Trotz der Behinderung muss Fränkel ein inspirierender Lehrer gewesen sein. «Wer je als Schüler zu Füssen von Jonas Fränkel gesessen hat, vergisst diesen Lehrer nicht», so die NZZ am 15. Juni 1965 in ihrem Nachruf: «Der Student war bei ihm strengstem Zugriff ausgesetzt, durch den in des Schülers Geist die eigenen Kräfte aufgedeckt und angespannt, doch auch die Grenzen des eigenen Vermögens ausgesteckt wurden. Seine Vorlesungen erfolgten in ausgefeilter Sprache, es war ihm eine Gabe des Ausdrucks verliehen, der stets auf die genaueste Benennung zielte, zugleich aber vom Willen zur künstlerischen Formung bestimmt war. Dazu war seine Rede auch im Unterricht gespickt von jener Lust zur Auseinandersetzung, die, ohne je das Ziel der Vermittlung gründlichster Kenntnisse aus den Augen zu verlieren, des Fechtens und des Treffens nicht müde wurde.»
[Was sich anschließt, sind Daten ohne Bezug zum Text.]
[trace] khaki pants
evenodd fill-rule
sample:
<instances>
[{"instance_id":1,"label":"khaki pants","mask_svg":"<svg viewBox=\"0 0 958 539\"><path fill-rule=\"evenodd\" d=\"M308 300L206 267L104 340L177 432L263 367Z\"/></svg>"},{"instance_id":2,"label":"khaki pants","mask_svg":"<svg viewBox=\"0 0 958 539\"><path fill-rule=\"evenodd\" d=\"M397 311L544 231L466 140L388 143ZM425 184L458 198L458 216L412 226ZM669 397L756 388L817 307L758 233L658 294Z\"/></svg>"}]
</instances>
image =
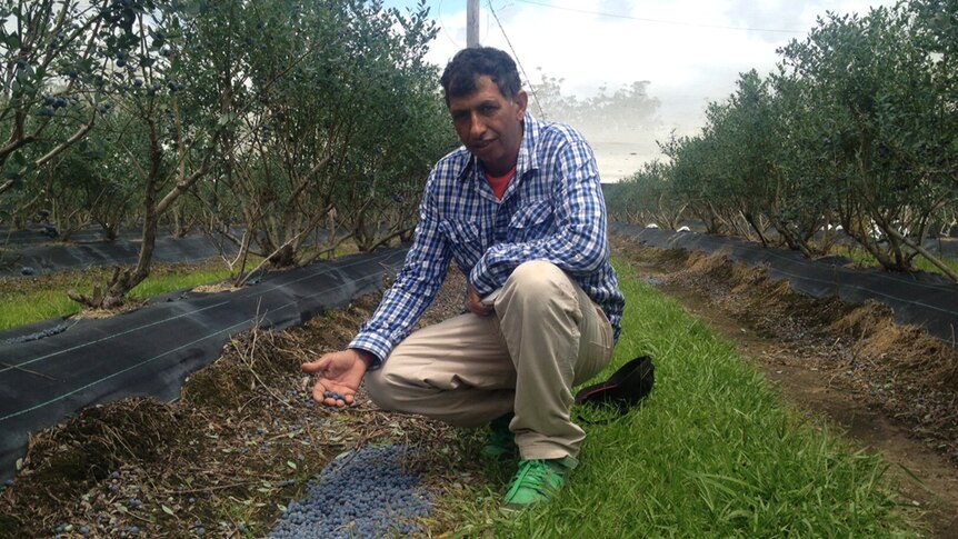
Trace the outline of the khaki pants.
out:
<instances>
[{"instance_id":1,"label":"khaki pants","mask_svg":"<svg viewBox=\"0 0 958 539\"><path fill-rule=\"evenodd\" d=\"M509 411L522 459L575 457L586 435L572 422L571 388L612 353L602 310L562 270L545 261L512 272L496 313L460 315L403 340L366 376L373 402L462 427Z\"/></svg>"}]
</instances>

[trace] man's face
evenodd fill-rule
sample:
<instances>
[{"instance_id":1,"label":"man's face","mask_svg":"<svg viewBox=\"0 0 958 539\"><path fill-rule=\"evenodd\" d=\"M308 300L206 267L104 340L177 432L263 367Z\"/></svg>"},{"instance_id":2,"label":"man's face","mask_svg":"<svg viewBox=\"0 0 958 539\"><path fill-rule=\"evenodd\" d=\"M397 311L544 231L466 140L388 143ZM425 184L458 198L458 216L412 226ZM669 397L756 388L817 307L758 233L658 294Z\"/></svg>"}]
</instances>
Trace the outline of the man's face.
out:
<instances>
[{"instance_id":1,"label":"man's face","mask_svg":"<svg viewBox=\"0 0 958 539\"><path fill-rule=\"evenodd\" d=\"M527 102L522 90L506 99L488 76L477 79L471 94L449 99L459 140L492 176L502 176L516 166Z\"/></svg>"}]
</instances>

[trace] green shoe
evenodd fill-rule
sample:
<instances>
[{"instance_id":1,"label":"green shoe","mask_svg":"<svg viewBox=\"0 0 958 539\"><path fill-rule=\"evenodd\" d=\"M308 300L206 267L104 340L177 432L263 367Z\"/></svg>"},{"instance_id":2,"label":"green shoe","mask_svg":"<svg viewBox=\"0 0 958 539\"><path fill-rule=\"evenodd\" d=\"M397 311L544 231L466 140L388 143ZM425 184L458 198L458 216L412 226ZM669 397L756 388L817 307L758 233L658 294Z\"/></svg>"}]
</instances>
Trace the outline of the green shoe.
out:
<instances>
[{"instance_id":1,"label":"green shoe","mask_svg":"<svg viewBox=\"0 0 958 539\"><path fill-rule=\"evenodd\" d=\"M509 423L513 417L512 413L507 413L489 423L489 437L482 447L482 455L486 457L512 457L519 452L519 447L516 446L516 435L509 430Z\"/></svg>"},{"instance_id":2,"label":"green shoe","mask_svg":"<svg viewBox=\"0 0 958 539\"><path fill-rule=\"evenodd\" d=\"M578 461L572 457L551 460L520 460L512 488L506 493L502 509L518 511L533 503L549 501L566 482Z\"/></svg>"}]
</instances>

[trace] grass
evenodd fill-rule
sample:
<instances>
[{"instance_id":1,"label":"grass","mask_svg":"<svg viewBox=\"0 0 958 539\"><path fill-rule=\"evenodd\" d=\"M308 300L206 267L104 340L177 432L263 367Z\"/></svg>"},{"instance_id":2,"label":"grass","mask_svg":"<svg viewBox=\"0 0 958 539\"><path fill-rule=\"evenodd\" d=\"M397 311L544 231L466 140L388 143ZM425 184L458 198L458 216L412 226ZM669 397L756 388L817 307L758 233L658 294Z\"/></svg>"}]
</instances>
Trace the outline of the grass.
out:
<instances>
[{"instance_id":1,"label":"grass","mask_svg":"<svg viewBox=\"0 0 958 539\"><path fill-rule=\"evenodd\" d=\"M109 269L63 271L39 279L9 277L0 279L0 330L16 328L50 318L73 315L80 305L67 297L67 290L89 295L94 285L109 279ZM130 297L144 299L199 285L221 281L230 277L221 260L200 264L157 264Z\"/></svg>"},{"instance_id":2,"label":"grass","mask_svg":"<svg viewBox=\"0 0 958 539\"><path fill-rule=\"evenodd\" d=\"M492 485L451 509L465 518L463 537L919 535L885 478L887 463L790 410L732 345L623 262L617 268L628 309L600 377L650 353L652 396L622 418L587 426L579 467L543 510L500 517L508 470L490 465L499 468Z\"/></svg>"},{"instance_id":3,"label":"grass","mask_svg":"<svg viewBox=\"0 0 958 539\"><path fill-rule=\"evenodd\" d=\"M308 249L303 252L309 253ZM347 241L337 246L332 258L358 252L355 243ZM326 253L322 258L329 258ZM250 257L247 271L253 269L262 259ZM0 278L0 331L28 323L64 317L79 312L80 305L67 297L68 290L89 295L94 285L103 286L110 277L109 268L61 271L40 278ZM200 263L156 263L143 282L137 286L130 297L147 299L200 285L222 281L230 278L229 269L220 259Z\"/></svg>"}]
</instances>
Auf eine weitere hervorragende Eigenschaft seines Vaters weist Salomo Fränkel hin. In einem Brief habe dieser einmal ein sehr treffendes Kompliment erhalten: «Sie sind ein Virtuose der Freundschaft.» Wegen der Distanzen des weit gespannten freundschaftlichen Netzes und der Unmöglichkeit, per Telefon angenehm zu kommunizieren, spielte für Jonas Fränkel auch im freundschaftlichen Verkehr zeitlebens die schriftliche Mitteilung eine grosse Rolle. Allein in den Nachlässen von Spitteler, Loosli und Humm liegen insgesamt um die dreitausend Karten und Briefe von Jonas Fränkel.